Professor Ratnieks' Talk, The Amazing Honey Bee - Review by Stella Bahin
Published: 25th April 2012 13:10 |
Professor Ratnieks' Talk, The Amazing Honey Bee, Café Parisien, Portsmouth. Review by Stella Bahin
Francis Ratnieks, Professor of Apiculture, connected with Portsmouth via both his own and his father's former work, is a confident speaker: 'As George Orwell said,' he jests, 'All animals are interesting, some more interesting than others.' Before the honey bee won Ratnieks' devotion: 'How they navigate, how their eyes work, how they organise their colonies, how they deal with conflicts...' he was interested in all insects, particularly, as a child, in butterflies and moths.
That the honey bee is peculiarly intriguing is attested to by the standing-room-only attendance of this month's free Café Scientifique laid on by University of Portsmouth's PR Officer, Maricar Jagger. Seated by me, Gabor, a frequent delegate at these educational events, suspects the extraordinary attendance is because of the presence of members of some Portsmouth bee keepers' society. I smile, look around - hard to tell - shrug: 'That's not me.'
Our relationship with honey bees goes back as far as prehistoric man robbing wild colonies, we hear. Although we have substitutes for honey and beeswax in current times, we still need bees' pollination which we once took for granted, now, worryingly, in decline. Ratnieks asserts that bees are common still, with 253 species in Britain, 20 of them bumble bees, and 1 species alone our honey bee. Whilst the honey bee is native to Britain, a practically blonde bee has only recently colonised our south coast, possibly imported, now likely to be seen feeding on Portsmouth's flowering ivy, particularly in September, but only for the past 10 years. Honey bees and bumble bees are distinguishable by the giveaway pollen baskets on their hind legs, the honey bee slender in relation to the chubby bumble bee. A bee hived at the centre of Portsmouth is able to feed anywhere on the island, we're told.

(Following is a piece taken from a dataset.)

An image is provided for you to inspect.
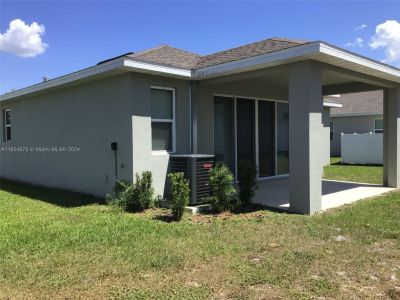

And that scientists would still study bees even if it weren't for their human usefulness, to glean answers to broad questions about their social behaviour, how their colonies work, self-organised, how their society is organised, as it is, without a single leader.
'If you want to study bees', Ratnieks advises, 'you must get used to getting stung, not be afraid'. Scientists keep bees in glass-walled hives with a tube, to observe the bees' 'beautiful secrets', which is a tool 'like the telescope to the astronomer, or the microscope', for noting how the queen bee lays all eggs, up to 2000 each day, while the other females forage, build, defend, and raise; how, if a worker bee lays an egg, the other workers kill it, eat it, in crime prevention; how the honey bees' powerfully communicate via scent, especially, queen substance, and via their sophisticated dance, in a side-on figure-of-8-shape, like a pair of ovals - 00 - touching centrally, following the sun to convey the specific site of flowers, water, or tree resin. Yes, fascinating!